Proposals have, however, been made to bring in university and college graduates, social workers and counseling psychologists to support community-based learning.

More volunteers from faith based organisations and community health workers have also been proposed to supplement teachers when the home-based teaching is rolled out.

Develop daily activities

Kepsha chairman Nicholas Gathemia said safety of teachers and learners should be paramount at all times. “The programme is noble and we support it. But let us allow teachers who feel they cannot participate because of health concerns or other reasons to stay at home and keep safe,” said Mr Gathemia.

In her August 11, circular that spelt out the teaching guidelines, TSC Chief Executive Officer Nancy Macharia directed teachers under its payroll to undertake community-based learning.

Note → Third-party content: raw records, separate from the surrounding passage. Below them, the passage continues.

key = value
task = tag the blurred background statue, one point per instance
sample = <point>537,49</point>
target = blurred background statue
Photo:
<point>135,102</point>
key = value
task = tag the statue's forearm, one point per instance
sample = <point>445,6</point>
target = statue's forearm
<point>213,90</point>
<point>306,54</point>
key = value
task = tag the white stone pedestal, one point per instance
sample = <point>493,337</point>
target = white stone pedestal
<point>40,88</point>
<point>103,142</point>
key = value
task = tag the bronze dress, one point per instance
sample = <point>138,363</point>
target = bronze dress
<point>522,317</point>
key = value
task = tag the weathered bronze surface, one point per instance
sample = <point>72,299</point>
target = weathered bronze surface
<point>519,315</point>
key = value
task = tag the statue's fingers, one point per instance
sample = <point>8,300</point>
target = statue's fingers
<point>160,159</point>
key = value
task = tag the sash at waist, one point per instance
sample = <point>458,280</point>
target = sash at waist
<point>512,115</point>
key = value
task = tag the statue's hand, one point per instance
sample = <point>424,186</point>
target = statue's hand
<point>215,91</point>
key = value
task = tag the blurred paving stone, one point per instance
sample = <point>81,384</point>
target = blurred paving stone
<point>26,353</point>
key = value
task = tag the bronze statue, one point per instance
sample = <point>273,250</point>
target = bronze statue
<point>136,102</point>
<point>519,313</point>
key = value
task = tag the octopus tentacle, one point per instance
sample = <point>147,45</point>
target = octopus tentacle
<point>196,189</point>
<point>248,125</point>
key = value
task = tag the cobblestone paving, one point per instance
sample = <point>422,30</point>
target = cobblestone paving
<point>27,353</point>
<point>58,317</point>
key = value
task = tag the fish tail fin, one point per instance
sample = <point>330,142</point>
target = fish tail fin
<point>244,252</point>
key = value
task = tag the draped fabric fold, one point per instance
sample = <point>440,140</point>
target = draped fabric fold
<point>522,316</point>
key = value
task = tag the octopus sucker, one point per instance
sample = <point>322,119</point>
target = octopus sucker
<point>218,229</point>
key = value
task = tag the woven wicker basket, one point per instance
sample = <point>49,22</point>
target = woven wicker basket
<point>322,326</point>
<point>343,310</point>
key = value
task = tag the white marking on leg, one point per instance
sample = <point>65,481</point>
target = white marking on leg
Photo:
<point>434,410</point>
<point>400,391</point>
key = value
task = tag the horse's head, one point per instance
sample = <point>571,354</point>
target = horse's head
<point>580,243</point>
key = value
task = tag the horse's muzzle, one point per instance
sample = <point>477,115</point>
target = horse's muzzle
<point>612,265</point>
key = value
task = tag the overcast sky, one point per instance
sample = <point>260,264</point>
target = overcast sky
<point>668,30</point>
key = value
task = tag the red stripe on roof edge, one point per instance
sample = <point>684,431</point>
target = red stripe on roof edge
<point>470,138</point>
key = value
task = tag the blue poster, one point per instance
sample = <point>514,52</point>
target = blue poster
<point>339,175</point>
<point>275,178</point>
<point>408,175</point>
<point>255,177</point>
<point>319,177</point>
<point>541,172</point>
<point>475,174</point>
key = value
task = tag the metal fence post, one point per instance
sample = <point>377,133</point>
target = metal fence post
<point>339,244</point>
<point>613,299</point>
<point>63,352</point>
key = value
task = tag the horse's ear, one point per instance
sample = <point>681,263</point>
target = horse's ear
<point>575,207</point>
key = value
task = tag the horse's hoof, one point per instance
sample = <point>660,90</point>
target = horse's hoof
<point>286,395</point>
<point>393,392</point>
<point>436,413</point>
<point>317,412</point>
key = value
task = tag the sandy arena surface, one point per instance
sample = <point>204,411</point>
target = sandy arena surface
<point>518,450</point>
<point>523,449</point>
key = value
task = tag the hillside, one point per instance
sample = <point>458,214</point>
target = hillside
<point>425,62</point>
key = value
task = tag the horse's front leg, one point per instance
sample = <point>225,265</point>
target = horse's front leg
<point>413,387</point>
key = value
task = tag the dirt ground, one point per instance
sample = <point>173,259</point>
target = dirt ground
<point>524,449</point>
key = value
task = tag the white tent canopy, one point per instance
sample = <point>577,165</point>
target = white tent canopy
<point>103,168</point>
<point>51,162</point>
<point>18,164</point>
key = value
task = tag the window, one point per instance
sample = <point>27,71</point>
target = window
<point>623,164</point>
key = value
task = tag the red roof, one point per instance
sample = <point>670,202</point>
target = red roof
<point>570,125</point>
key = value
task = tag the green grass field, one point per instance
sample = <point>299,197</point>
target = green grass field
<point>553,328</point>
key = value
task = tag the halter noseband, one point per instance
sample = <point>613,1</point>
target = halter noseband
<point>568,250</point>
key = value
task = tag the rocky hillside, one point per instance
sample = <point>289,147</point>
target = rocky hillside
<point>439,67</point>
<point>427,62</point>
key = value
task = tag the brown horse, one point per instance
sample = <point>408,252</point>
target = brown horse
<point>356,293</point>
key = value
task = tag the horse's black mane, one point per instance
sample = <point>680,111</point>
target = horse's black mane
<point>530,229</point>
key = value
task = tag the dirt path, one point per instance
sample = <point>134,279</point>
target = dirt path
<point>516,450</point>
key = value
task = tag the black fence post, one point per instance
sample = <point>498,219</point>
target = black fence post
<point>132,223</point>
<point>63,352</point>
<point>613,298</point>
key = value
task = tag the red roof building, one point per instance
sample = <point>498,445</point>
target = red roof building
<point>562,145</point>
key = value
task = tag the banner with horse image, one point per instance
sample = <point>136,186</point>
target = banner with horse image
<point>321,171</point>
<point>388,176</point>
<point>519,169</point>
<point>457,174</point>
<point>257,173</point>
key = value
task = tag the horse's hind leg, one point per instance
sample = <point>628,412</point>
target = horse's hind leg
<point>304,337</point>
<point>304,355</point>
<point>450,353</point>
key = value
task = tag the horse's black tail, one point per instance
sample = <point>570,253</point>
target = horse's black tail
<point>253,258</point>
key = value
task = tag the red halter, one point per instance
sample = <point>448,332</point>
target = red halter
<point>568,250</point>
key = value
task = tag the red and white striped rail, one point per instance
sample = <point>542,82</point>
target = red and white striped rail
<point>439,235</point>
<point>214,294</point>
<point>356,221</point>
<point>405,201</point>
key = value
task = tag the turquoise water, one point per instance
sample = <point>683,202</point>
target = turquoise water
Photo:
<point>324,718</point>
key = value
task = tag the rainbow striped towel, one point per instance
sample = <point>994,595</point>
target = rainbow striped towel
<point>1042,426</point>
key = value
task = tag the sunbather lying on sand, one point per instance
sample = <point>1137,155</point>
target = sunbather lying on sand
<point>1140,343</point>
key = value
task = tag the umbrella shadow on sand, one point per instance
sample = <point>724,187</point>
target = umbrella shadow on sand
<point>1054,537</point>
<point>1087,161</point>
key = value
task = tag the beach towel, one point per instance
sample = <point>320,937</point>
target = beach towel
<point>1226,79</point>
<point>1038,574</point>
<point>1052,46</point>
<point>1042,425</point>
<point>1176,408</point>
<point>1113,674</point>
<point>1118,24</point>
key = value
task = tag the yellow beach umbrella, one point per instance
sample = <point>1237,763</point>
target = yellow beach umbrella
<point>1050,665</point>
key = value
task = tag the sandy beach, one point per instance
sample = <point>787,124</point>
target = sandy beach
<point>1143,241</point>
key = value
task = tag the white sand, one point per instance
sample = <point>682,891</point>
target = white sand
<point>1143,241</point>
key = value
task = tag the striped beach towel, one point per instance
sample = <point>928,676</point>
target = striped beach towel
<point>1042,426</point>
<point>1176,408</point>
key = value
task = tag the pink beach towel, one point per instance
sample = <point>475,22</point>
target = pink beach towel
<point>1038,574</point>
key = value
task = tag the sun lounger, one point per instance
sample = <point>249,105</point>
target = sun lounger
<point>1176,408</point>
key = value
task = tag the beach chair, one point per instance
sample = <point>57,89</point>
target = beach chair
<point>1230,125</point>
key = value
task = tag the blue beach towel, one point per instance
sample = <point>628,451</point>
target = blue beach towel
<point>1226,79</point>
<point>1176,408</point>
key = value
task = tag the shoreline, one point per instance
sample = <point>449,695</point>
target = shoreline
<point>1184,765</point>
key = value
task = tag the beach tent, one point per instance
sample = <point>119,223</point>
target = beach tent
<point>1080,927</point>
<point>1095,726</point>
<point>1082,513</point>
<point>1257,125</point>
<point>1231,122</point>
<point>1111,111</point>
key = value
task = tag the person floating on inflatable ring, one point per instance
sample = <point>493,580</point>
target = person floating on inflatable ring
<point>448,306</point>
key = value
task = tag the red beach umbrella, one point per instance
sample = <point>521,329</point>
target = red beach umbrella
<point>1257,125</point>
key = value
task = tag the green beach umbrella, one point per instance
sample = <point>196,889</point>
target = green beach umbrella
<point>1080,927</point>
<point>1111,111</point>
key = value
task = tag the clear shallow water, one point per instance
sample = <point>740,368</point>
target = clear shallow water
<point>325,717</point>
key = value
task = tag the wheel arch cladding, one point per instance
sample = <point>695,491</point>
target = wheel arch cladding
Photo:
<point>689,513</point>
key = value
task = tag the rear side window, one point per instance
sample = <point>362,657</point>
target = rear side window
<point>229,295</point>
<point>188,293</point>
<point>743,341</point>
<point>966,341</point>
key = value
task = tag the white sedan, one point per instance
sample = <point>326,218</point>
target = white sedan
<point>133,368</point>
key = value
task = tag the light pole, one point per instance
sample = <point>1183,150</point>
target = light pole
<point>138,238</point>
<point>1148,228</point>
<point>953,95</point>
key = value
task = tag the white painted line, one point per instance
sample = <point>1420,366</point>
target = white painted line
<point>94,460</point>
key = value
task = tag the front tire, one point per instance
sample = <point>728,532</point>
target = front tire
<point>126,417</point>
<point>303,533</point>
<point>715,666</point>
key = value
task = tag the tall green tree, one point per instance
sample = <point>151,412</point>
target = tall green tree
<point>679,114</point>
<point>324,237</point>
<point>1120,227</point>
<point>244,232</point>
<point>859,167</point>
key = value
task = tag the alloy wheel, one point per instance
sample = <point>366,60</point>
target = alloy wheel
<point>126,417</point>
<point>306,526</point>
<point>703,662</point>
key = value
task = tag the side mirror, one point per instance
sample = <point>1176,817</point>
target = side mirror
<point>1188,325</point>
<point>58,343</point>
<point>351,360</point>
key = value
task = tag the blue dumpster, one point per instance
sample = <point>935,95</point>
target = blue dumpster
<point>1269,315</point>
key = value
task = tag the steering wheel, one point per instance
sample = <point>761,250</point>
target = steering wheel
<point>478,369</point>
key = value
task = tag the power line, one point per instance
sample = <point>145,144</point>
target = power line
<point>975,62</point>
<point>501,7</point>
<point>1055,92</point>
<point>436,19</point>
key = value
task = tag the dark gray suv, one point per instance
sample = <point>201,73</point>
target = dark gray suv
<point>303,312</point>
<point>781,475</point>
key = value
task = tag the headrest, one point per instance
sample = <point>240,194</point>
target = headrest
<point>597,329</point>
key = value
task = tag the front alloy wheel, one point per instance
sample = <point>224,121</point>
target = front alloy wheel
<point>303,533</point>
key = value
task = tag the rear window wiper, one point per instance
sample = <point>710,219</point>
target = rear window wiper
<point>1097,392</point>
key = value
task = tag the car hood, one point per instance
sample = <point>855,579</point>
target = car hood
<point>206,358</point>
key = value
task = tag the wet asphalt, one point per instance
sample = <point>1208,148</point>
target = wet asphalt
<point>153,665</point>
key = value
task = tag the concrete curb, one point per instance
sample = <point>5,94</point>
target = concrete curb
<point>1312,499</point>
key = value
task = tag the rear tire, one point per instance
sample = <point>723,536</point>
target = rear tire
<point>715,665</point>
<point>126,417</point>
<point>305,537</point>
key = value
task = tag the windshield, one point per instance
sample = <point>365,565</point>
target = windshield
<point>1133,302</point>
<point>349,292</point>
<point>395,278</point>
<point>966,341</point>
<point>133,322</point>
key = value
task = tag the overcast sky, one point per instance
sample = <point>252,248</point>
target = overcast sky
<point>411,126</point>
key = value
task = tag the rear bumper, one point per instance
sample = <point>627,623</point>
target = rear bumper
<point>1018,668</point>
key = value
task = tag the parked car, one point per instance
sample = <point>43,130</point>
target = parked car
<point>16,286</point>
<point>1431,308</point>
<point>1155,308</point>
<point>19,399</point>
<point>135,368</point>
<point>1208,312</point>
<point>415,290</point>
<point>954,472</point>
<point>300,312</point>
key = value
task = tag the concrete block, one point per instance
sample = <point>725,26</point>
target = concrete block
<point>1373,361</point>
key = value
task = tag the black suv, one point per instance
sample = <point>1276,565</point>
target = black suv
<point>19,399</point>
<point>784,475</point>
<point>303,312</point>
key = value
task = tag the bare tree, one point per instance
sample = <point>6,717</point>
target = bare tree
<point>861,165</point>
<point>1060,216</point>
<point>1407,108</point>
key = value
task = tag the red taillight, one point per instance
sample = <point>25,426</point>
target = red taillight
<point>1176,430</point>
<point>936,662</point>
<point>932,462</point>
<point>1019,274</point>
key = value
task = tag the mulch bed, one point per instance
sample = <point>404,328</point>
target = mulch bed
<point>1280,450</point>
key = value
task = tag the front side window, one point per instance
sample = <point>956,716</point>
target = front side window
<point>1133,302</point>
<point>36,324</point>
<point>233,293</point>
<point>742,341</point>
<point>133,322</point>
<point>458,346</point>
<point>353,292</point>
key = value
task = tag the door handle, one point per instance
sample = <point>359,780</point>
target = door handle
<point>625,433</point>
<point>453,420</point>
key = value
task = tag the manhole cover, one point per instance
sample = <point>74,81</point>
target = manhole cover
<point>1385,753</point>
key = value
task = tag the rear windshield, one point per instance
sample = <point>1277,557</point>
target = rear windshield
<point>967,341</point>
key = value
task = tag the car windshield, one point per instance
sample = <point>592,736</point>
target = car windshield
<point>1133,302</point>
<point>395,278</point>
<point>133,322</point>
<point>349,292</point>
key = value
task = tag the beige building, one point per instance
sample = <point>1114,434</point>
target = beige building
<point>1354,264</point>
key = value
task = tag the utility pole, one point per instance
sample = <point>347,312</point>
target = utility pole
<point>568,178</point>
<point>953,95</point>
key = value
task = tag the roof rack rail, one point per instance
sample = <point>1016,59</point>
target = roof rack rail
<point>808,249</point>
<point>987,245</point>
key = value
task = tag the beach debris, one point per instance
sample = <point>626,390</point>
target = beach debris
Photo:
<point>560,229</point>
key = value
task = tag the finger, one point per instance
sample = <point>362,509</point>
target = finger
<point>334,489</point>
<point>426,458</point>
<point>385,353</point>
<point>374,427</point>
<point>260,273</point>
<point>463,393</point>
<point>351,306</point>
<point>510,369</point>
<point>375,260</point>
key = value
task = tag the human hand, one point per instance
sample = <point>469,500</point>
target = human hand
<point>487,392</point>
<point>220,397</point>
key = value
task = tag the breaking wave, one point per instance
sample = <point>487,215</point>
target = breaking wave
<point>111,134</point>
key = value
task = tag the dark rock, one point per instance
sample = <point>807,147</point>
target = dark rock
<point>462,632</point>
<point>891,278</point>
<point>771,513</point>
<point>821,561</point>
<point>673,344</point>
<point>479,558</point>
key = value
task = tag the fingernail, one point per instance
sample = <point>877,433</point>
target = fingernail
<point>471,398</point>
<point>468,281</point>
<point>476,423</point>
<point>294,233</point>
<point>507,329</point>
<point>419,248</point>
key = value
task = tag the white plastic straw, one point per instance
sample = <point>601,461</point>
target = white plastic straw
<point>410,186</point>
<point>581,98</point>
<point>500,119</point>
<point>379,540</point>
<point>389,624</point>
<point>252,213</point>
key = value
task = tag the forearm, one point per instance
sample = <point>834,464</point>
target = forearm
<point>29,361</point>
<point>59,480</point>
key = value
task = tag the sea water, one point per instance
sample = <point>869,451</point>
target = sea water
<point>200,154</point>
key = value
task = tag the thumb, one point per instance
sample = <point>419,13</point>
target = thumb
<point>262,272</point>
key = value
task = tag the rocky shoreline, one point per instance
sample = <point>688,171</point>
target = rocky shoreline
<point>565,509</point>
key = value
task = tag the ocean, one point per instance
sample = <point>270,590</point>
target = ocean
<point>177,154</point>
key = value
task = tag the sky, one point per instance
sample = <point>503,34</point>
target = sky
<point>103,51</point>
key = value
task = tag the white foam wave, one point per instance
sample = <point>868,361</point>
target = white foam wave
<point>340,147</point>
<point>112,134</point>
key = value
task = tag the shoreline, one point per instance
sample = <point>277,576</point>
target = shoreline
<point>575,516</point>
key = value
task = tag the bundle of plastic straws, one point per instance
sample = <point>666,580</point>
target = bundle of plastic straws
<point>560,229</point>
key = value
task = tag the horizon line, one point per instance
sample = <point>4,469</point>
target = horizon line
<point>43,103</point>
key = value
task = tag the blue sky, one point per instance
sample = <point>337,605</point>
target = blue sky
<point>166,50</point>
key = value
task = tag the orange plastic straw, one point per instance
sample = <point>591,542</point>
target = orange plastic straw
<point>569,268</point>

“The objective of the programme is to engage learners in productive activities with a view to acquiring basic knowledge related to the pandemic and other practical life skills,” said Dr Macharia.

Education Cabinet Secretary George Magoha said the initiative will engage learners constructively. “I’m hearing a lot of hot air...If you live in a gated area that has 30 children and there is one teacher there, why are you saying you need PPEs?” he posed.

Guidelines require teachers to organise the learners as much as possible according to their classes and age to ensure the topics under discussion are relevant, suitable and appropriate.

During the learning sessions, teachers will be required to develop daily activities based programmes for engaging learners on life skills and values such as weeding, cultivating, grazing animals, storytelling, planting, debating, hygiene and other related activities.

Learning will take place in open places and in social halls.